I have a couple things to say.
First, believe your definition of gerbe is slightly incorrect. When you say that your stack is locally isomorphic to $U \times B\mathbb{G}_m$, this isomorphism needs to preserve some additional structure. It might be okay for $\mathbb{G}_m$-gerbes, by accident, but for general non-abelian gerbes you will run into trouble. (It might still be okay for $\mu$-gerbes, where $\mu$ is a sheaf of abelian groups over X).
There are several ways to add this extra structure, but I think the most common are not necessarily the most enlightening. The fact of the matter is that $B\mathbb{G}_m$ is a group object in stacks and it "acts" on the gerbe over $X$. The local isomorphism to $U \times B\mathbb{G}_m$ needs to respect this action. Morally, you should think of a gerbe as a principal bundle with structure "group" $B\mathbb{G}_m$.
The reason that this isn't the most common way to explain what a gerbe is, is that making this precise requires a certain comfortability with 2-categories and coherence equations that most people don't seem to have. Times are changing though. Just as for ordinary principal bundles, you can (in nice settings, say noetherian separated) classify them in terms of Cech data. When you do this you see that the only important part is the coherence data, which gives a 2-cocycle. For non-abelian gerbes you get non-trivial stuff which mixes together parts which look like data for a 1-cocycle and a 2-cocycle. I agree with Kevin that, at this point, if you really want to understand this stuff you should fill-in the rest of the details on your own. It is a good exercise!
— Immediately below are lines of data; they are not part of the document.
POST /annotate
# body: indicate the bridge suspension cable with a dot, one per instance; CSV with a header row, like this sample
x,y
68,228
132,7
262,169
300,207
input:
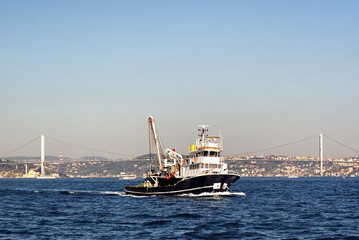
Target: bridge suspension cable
x,y
342,144
89,148
279,146
18,148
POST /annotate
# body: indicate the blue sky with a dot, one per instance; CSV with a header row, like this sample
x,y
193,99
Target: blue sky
x,y
264,73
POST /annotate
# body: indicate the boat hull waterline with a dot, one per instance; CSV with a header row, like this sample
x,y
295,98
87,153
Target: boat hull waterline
x,y
194,185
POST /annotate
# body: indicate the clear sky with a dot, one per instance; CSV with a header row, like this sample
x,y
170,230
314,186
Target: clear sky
x,y
264,73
Alternatively, if higher categories make you uncomfortable, you can be cleaver. You can still make a definition along the lines of the one you outline precise without venturing into the world of higher categories and "coherent group objects in stacks". I recommend Anton's course notes on Stacks as taught by Martin Olsson. Section 31 has a definition of $\mu$-gerbes which is equivalent to the one I sketched above but avoids the higher categorical aspects. There is also a proof that such gerbes are classified by $H^2(X; \mu)$. Enjoy!
Just to reiterate. In a gerbe you are not patching together classifying spaces, you are patching together classifying stacks. Despite the common notation, there is a difference. A stack is fundamentally an object in a 2-category. This means that you need to deal with 2-morphisms and that they can be just as important as the 1-morphisms. For $B\mathbb{G}_m$, the 1-morphisms (which preserve the multiplication
action of the stack $B \mathbb{G}_m$ !!) are all equivalent, so there is no Cech 1-cocycle data at all. All you get are the coherence data, which form a 2-cocycle.
This is one reason that I prefer the notation $[pt/\mathbb{G}_m]$ to denote the stack $B\mathbb{G}_m$. This is particularly important in the topological setting where these are truly different objects.
Best Answer
There is a canonical equivalence of $2$-categories
$$St\left(Man/M\right) \simeq St\left(Man\right)/M$$ between stacks on the large site of $M$ and stacks on the site of manifolds equipped with a map to $M$ (regarding $M$ as a representable sheaf). Given a map $\pi:\mathscr{Y} \to M$ for $\mathscr{Y}$ some stack on manifolds, it corresponds to the stack $\Gamma(\mathscr{Y})$ on $Man/M$ which assigns a map $f:N \to M$ the groupoid of sections $N \to \mathscr{Y}$ of $\pi$ over $f.$ Suppose that there is a cover of $U_i$ of $M$ such that each $U_i \times _M \mathscr{Y}\simeq U_i \times BU(1)$ (or if you prefer $U_i \times BGL(1)$). Then $\Gamma(\mathscr{Y})$ is easily seen to be a gerbe on the large site for $M$. By Dan Peterson's answer, we see that from the data of a bundle gerbe, one gets a stack $\pi:\mathscr{Y} \to M$ with this property. In fact, it is not hard to show that these are equivalent data, that is, given $\pi:\mathscr{Y} \to M$ such that there is a cover $U_i$ such that $U_i \times _M \mathscr{Y}\simeq U_i \times BU(1)$ is the same as giving a bundle gerbe on $M$. By taking each bundle gerbe $\pi:\mathscr{Y} \to M$ and sending it to $\Gamma(\mathscr{Y})$, one gets a fully faithful embedding of the $2$-category of bundles gerbes over $M$ into the $2$-category of gerbes over the large site of $M$ (which furthermore embeds fully faithfully into stacks on the large site of $M$). The essential image is precisely those gerbes on the site $Man/M$ which are banded by $U(1)$, as pointed out by Reimundo Heluani. It doesn't embed into the $2$-category of stacks on the small site of $M$ however.